ABB Australia Pty Ltd

Wednesday, 09 September, 2015


Microgrid power for remote Western Australian towns

Remote locations such as Marble Bar and Nullagine in Western Australia — towns which are not connected to the grid — would typically rely solely on diesel fuel for their power. Now, a microgrid solution from ABB is enabling the use of multiple energy sources, maximising the intake of solar power generation and minimising diesel fuel generation.

Marble Bar is a town and rock formation in the Pilbara region of north-western Australia. With a population of less than 200 people and a reputation as ‘Australia’s hottest town’, it is a suitable site to host one of the world’s first utility-scale, high-penetration solar PV diesel power stations. The adjoining gold-rush town of Nullagine is home to the second station.

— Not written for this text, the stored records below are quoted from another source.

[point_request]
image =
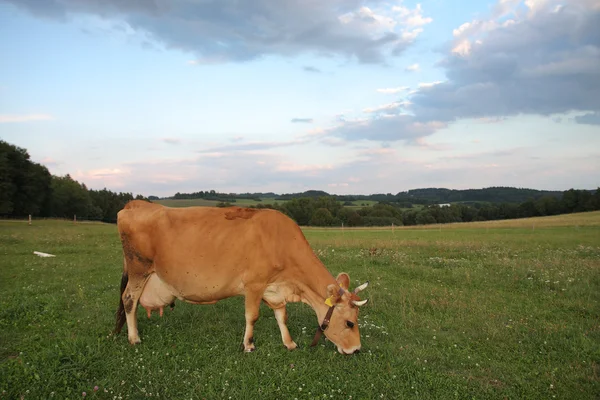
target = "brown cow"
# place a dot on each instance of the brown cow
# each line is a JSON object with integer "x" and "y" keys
{"x": 202, "y": 255}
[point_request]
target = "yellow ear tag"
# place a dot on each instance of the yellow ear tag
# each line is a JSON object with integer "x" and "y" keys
{"x": 329, "y": 301}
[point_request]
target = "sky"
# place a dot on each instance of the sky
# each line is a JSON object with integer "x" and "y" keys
{"x": 346, "y": 96}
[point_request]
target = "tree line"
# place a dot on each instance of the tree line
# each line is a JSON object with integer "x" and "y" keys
{"x": 28, "y": 188}
{"x": 328, "y": 211}
{"x": 425, "y": 196}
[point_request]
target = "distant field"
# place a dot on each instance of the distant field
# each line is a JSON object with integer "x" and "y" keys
{"x": 213, "y": 203}
{"x": 494, "y": 310}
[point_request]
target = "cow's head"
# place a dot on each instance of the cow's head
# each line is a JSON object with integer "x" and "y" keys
{"x": 343, "y": 326}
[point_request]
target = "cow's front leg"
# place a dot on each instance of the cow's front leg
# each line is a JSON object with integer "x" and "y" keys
{"x": 252, "y": 302}
{"x": 131, "y": 295}
{"x": 281, "y": 316}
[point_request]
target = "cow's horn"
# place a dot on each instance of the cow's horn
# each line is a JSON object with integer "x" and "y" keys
{"x": 361, "y": 287}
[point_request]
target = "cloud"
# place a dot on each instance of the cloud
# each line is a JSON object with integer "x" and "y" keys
{"x": 6, "y": 118}
{"x": 385, "y": 128}
{"x": 390, "y": 108}
{"x": 540, "y": 62}
{"x": 309, "y": 68}
{"x": 588, "y": 119}
{"x": 252, "y": 146}
{"x": 171, "y": 140}
{"x": 233, "y": 31}
{"x": 393, "y": 90}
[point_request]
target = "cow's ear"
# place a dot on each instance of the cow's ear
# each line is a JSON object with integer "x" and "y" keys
{"x": 343, "y": 280}
{"x": 333, "y": 294}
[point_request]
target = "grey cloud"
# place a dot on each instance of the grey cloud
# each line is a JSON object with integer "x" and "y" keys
{"x": 385, "y": 128}
{"x": 545, "y": 64}
{"x": 232, "y": 31}
{"x": 589, "y": 119}
{"x": 251, "y": 146}
{"x": 309, "y": 68}
{"x": 171, "y": 140}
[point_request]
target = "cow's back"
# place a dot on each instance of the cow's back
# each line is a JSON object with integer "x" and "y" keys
{"x": 208, "y": 253}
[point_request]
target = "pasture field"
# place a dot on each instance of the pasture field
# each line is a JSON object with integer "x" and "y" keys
{"x": 213, "y": 203}
{"x": 485, "y": 311}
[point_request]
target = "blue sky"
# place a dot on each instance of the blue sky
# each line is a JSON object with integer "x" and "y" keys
{"x": 345, "y": 96}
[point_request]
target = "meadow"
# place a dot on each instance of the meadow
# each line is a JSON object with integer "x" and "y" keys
{"x": 506, "y": 309}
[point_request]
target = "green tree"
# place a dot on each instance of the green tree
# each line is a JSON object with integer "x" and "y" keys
{"x": 69, "y": 198}
{"x": 24, "y": 185}
{"x": 300, "y": 210}
{"x": 322, "y": 217}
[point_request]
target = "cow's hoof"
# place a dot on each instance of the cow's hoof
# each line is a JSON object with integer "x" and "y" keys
{"x": 291, "y": 346}
{"x": 135, "y": 340}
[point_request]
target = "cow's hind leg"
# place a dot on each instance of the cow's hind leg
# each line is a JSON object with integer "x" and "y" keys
{"x": 281, "y": 316}
{"x": 131, "y": 296}
{"x": 252, "y": 303}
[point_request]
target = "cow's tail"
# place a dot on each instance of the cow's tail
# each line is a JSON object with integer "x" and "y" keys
{"x": 120, "y": 314}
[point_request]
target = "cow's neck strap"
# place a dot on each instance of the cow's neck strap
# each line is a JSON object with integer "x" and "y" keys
{"x": 321, "y": 328}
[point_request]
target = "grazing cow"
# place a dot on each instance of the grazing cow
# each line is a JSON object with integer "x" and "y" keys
{"x": 202, "y": 255}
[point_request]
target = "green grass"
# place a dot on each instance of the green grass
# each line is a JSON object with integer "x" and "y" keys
{"x": 468, "y": 311}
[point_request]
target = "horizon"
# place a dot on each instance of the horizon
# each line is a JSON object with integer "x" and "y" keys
{"x": 347, "y": 97}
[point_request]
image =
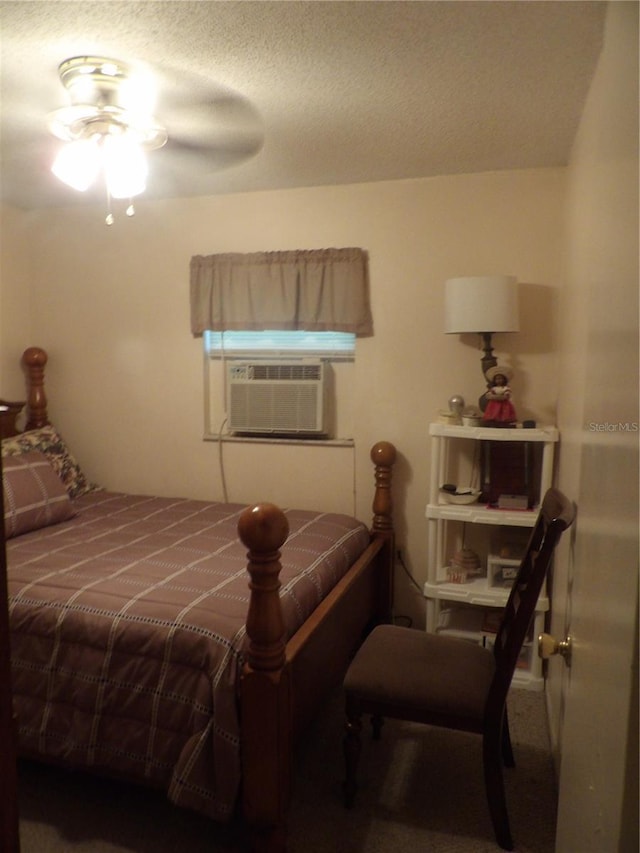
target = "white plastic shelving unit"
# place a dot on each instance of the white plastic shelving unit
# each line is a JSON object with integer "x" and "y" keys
{"x": 465, "y": 609}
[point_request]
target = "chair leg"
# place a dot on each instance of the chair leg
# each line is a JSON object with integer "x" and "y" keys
{"x": 494, "y": 784}
{"x": 351, "y": 746}
{"x": 376, "y": 725}
{"x": 507, "y": 749}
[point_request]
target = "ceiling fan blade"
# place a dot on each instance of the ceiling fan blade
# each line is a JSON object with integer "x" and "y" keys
{"x": 207, "y": 119}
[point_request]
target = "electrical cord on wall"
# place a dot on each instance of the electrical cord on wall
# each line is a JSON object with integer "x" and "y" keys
{"x": 223, "y": 479}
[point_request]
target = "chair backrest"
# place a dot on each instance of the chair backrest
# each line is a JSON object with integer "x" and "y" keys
{"x": 556, "y": 515}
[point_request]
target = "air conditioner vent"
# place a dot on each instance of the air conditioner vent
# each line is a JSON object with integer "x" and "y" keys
{"x": 286, "y": 371}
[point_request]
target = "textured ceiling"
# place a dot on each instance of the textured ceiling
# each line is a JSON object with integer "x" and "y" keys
{"x": 342, "y": 92}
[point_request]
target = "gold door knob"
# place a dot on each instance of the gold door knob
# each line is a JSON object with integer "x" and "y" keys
{"x": 548, "y": 646}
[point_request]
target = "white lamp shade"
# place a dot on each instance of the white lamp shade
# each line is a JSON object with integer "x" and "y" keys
{"x": 481, "y": 304}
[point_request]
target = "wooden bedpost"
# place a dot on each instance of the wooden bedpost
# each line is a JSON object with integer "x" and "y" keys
{"x": 265, "y": 689}
{"x": 383, "y": 456}
{"x": 34, "y": 360}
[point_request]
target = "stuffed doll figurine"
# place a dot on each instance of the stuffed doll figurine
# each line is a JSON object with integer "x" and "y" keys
{"x": 499, "y": 410}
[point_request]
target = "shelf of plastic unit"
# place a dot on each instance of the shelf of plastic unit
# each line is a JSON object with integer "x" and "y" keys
{"x": 477, "y": 592}
{"x": 543, "y": 433}
{"x": 482, "y": 514}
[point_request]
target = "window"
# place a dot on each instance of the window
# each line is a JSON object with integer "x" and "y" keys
{"x": 278, "y": 344}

ABB, through its Darwin-based team, worked closely with Horizon Power and SunPower Australia to install these new power stations, which are setting benchmarks — at an 85% peak — for isolated hybrid diesel power systems with extremely high renewable energy generation and conversion.

Stable power output

The Marble Bar and Nullagine power stations each consist of four 320 kW diesel generators and a 300 kW solar array. They utilise some 2000 solar modules and a single axis solar tracking system, which follows the path of the sun throughout the day. The ground-mounted systems were the largest solar tracking systems commissioned in Australia at the time.

The hybrid solution includes a photovoltaic and a diesel generation plant as well as integration and control solutions. The microgrid is equipped with ABB’s PowerStore kinetic flywheel grid-stabilising technology, which enables high solar energy penetration by injecting or absorbing power very fast in order to stabilise fluctuating power output from the solar power plant. ABB’s Microgrid Plus technology will help control the network.

Reduced dependence on fossil fuels

The hybrid microgrid power solution is now supplying both towns with close to 60% of their power through solar generation, saving approximately 400,000 L of diesel fuel and 1100 tonnes of greenhouse gas emissions each year.

The ability to resolve intermittency issues caused by solar and wind generation in weak power systems enables renewable generation to be increasingly used as a primary power source in many remote communities with zero or limited access to diesel or other types of fossil fuels. About 80 similar ABB installations in a wide variety of applications around the world utilise this powerful green technology, showing that freedom from fossil fuels is a real option now and in the future.